Jul 17 2021

Making a Window Manager

By Edward Wibowo

In pursuit of achieving a better understanding of window managers, I created my own rendition of a tiling window manager: critwm.

At the time of writing, critwm is by no means a perfectly functioning window manager; it is riddled with bugs and impractical solutions. However, I would say it is somewhat usable and contains the core features of a window manger with some extra bells and whistles.

Extra features that can be found in critwm include:

Compile-time configuration
Dynamic layout switching
Multiple monitor support (with Xinerama)
Inter-process communication support

This blog post is not a tutorial of any sort. It is more of an overview of some of the things I learned throughout the process of writing critwm.

Backend

Beneath the layers of superfluous features such as layout management and IPC is a backend communicating with the X11 display protocol. X11 is a windowing system commonly found on systems running Linux and provides a thorough framework for manipulating and retrieving information about windows on a screen. Xlib can be used to interact with the display protocol, providing a myriad of useful functions. The size, position, and state of every window can be manipulated using Xlib.
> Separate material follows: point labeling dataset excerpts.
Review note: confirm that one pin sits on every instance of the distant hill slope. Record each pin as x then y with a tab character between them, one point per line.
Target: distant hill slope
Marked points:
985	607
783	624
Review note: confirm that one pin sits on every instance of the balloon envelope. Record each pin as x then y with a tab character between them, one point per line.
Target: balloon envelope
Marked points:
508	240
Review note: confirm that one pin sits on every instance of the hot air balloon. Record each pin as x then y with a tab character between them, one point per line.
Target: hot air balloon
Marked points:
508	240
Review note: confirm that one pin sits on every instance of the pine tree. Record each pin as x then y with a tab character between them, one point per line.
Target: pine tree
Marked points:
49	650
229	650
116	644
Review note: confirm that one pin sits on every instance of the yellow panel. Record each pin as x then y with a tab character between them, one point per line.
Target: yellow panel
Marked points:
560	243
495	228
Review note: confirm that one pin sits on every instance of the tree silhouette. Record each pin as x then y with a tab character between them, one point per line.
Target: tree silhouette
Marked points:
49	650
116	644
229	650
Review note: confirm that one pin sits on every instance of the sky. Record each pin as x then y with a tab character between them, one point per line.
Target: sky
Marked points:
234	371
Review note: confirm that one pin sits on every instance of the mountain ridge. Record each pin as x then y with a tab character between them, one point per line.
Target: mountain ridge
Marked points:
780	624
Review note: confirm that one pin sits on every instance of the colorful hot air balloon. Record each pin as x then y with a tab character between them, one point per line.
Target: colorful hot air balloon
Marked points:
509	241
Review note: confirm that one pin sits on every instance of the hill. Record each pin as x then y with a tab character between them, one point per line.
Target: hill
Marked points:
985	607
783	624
However, Xlib is originally written in C so critwm, being written in Rust, relies on bindings. More specifically, x11-dl. There are slight deviations in terms of the usage of Xlib functions due to Rust’s particular intricacies; however, for the most part, it is a one-to-one mapping to build a window manager.

Handling X11 Events

The main functionality of the backend is to read, interpret, and act upon events received from the X11 server. A Rust-like way of interpreting these events can be done through pattern matching:

pub fn handle_event(&mut self) -> CritResult<()> {
    // ...
    let mut event: xlib::XEvent = unsafe { mem::zeroed() };
    unsafe { (xlib.XNextEvent)(self.display, &mut event) };
    match event.get_type() {
        xlib::KeyPress => {
            // ...
        }
        xlib::MotionNotify => {
            // ...
        }
        // ...
        _ => {}
    }
    Ok(())
}

Listing 1: X11 Event handling using Rust pattern matching.

The function handle_event forms the core of the backend and is the gateway to the majority of the window manager’s functionality. A list of the possible event types can be found here. A basic window manager does not need to respond to every event.
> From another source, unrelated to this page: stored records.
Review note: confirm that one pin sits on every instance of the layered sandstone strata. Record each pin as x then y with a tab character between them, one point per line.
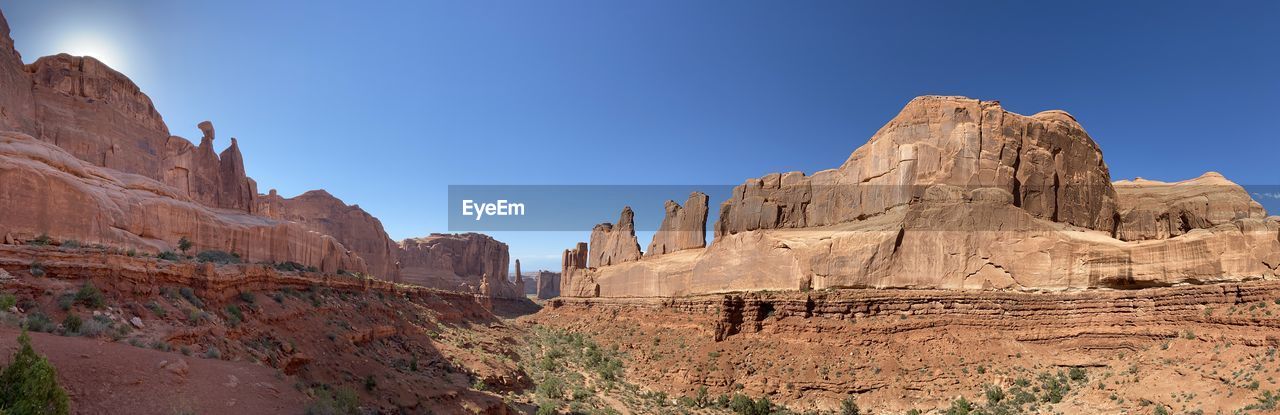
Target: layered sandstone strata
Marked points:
548	284
615	244
959	194
44	190
467	261
682	227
Handling User-Invoked Events

In addition to X11 events, the window manager should be able to respond to user events as well. For example, the user may want to kill a client, toggle floating mode, or change workspace. critwm handles this through a signal system, which is a stack of pending signals (user-invoked events).

A list of possible user events can be summarized in the following enum:

#[derive(Debug, Clone)]
pub enum Signal {
    Quit,
    KillClient,
    ToggleFloating,
    ToggleBar,
    SetLayout(usize),
    ChangeWorkspace(usize),
    MoveToWorkspace(usize),
    FocusMon(Dir),
    FocusStack(Dir),
    // A combination of FocusStack and FocusMon. Only focuses another monitor if there is no other
    // client to focus on the stack without looping.
    FocusDir(Dir),
}

Listing 2: Signal enum.

Some signals have an associated value to further specify the actions that should be taken. For instance, SetLayout has an associated usize to specify which layout to switch to.

These signals are then sent to a global stack defined in the following snippet:

lazy_static! {
    // SIGNAL_STACK stores global signals that are executed accordingly in the backend.
    // This system allows signals to be freely added and executed externally.
    pub static ref SIGNAL_STACK: Arc<Mutex<Vec<Signal>>> = Arc::new(Mutex::new(Vec::new()));
}

Listing 3: Global SIGNAL_STACK for user-invoked event handling.

The lazy_static! macro allows SIGNAL_STACK to be static and initialized at runtime. The usage of Arc and Mutex ensures thread safety so it can be manipulated by both the user and backend.

With access to SIGNAL_STACK, the backend’s job is to simply pop a signal off the stack and act upon it.

// Returns true if quit signal is handled.
pub fn handle_signal(&mut self) -> CritResult<bool> {
    if let Some(signal) = SIGNAL_STACK.lock().unwrap().pop() {
        match signal {
            Signal::Quit => {
                self.quit();
                return Ok(true);
            }
            Signal::KillClient => self.kill_client(),
            // ...
            Signal::FocusDir(direction) => self.focus_dir(direction),
        }
    }
    Ok(false)
}

Listing 4: Backend signal interpretation using Rust pattern matching.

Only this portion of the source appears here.